After hearing oral argument on this issue in February 2012, the Supreme Court ordered further briefing on the issue of extraterritoriality. Oral argument has been set for Monday, October 1, the first day of the Court's 2012 Term.
For this new round of briefing and argument, I wrote the Brief of Amici Curiae Comparative Law Scholars and French Supreme Court Justice in Support of Petitioners on the Issue of Extraterritorial Jurisdiction, which treats the issue from a comparative law perspective.
I was honored that two other Int Law Grrls, Mireille Delmas-Marty, emerita holder of the Chair of Comparative Law and Internationalization of Law at the Collège de France de Paris
The brief, available in full here, seeks to respond to a concern articulated by several justices at the February oral argument: namely, that the United States would be in violation of international law by allowing extraterritorial application to the ATS because it would be the only country to have recognized civil liability for grave human rights violations committed outside of the forum country.
The brief argues that universal criminal jurisdiction for jus cogens violations in civil-law nation-states is analogous to extraterritorial civil jurisdiction under the ATS.
Unwarranted similarities between “criminal” and “civil” law in both legal orders have been assumed erroneously, because both civil- and common-law systems have the same two classifications. They have significantly different meanings and functions in the different legal orders, however. Tort law in the United States is more similar in many ways to civilian criminal law than to civilian civil law:
► Civilian criminal law and United States civil law have comparable functions because of the roles of judges, prosecutors, and lawyers in the respective legal orders and societies, and because of the methods for victims to initiate legal actions in the criminal courts of civilian states, and in tort lawsuits in the United States.

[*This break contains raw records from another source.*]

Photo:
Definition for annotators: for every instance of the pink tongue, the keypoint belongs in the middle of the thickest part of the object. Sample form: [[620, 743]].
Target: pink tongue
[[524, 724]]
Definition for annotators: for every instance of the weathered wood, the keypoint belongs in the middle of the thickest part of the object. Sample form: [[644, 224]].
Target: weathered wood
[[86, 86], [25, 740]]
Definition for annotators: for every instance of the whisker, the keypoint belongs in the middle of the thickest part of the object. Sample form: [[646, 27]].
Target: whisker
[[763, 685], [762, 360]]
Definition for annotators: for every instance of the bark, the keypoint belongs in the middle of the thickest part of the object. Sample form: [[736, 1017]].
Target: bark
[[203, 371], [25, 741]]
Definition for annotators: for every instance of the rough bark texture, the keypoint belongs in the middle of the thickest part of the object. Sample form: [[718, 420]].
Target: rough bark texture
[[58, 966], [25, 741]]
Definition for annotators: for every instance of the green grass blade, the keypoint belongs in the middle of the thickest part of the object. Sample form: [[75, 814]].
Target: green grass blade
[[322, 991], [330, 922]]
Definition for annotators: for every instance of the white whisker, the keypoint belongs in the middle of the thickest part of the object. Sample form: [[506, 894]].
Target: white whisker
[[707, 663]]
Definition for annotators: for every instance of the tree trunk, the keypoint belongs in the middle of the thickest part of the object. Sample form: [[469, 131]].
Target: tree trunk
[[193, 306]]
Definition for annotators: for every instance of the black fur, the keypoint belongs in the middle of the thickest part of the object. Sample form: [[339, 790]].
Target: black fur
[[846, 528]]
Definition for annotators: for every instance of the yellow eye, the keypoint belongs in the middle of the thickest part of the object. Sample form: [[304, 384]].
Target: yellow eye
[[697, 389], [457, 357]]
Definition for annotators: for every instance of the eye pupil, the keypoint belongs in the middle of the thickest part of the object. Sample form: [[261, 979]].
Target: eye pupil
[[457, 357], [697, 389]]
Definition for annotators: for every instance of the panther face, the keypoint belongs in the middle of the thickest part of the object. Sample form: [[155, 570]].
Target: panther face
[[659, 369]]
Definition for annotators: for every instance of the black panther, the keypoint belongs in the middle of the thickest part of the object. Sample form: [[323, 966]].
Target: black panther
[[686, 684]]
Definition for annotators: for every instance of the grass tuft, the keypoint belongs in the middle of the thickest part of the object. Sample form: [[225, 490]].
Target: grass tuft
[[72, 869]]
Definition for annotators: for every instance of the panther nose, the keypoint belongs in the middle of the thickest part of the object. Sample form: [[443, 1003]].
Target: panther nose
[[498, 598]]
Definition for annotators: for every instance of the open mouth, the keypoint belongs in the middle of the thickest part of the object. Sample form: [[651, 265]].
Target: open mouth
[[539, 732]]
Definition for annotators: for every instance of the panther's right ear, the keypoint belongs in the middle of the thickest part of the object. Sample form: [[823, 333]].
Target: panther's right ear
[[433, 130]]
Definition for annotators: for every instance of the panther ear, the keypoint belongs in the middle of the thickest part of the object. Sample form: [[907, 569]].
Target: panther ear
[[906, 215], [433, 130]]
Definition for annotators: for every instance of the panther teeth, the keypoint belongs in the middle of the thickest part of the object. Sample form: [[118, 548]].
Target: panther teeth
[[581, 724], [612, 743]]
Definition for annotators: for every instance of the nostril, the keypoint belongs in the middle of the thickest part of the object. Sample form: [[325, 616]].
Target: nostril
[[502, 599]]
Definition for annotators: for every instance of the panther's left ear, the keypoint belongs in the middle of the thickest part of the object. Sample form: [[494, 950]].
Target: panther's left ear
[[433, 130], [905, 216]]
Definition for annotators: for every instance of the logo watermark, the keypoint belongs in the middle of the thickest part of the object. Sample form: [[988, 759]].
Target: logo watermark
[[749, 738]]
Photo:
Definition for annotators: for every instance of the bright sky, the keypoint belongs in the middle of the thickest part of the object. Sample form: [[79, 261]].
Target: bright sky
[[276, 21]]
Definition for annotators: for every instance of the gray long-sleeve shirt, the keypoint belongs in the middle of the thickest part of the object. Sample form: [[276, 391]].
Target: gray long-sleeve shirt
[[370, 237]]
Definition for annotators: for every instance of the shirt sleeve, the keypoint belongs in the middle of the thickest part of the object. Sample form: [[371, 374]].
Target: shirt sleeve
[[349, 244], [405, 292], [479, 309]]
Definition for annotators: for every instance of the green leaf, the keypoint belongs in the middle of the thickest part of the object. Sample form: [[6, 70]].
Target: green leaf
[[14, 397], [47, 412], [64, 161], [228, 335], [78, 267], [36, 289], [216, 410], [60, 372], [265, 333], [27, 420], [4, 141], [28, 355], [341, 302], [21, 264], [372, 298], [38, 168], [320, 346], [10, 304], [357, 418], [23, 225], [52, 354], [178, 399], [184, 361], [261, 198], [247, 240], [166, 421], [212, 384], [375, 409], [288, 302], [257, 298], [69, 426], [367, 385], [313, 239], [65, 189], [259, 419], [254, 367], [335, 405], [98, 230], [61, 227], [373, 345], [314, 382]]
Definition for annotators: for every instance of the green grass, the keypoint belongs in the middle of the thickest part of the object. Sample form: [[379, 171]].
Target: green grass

Civilian judges specialize in either criminal or private law, with criminal-law judges in civilian States having a more didactic, public role than their private-law counterparts. Civilian prosecutors traditionally are nonpartisan, neutral figures. Criminal trials, which include those that arise under universal jurisdiction, are public, and organized around a concentrated, oral event. Tort trials in civilian states, on the other hand, often take place exclusively in writing, with no oral testimony, and giving the public no opportunity to witness them. Where victims in civilian states join criminal trials as civil parties, they benefit from the state’s resources and can be compensated financially. By contrast, in a tort suit, they would be barred from contingency fee arrangements and class action suits, so civil actions would not be an effective option for many.
► Conversely, the aspects of criminal trials in civilian states which render extraterritorial or universal criminal jurisdiction appropriate in those legal systems do exist in United States tort law: both are aired in public; both allow victims effective access to the court system; and both allow victims financial compensation.
Although civilian states traditionally have rejected prosecutorial discretion, they have tended to adopt it to varying degrees for universal jurisdiction cases in the interests of international harmony. Similarly, in ATS cases, the act of state doctrine and the Foreign Sovereign Immunities Act restrain undue ATS extraterritorial jurisdiction.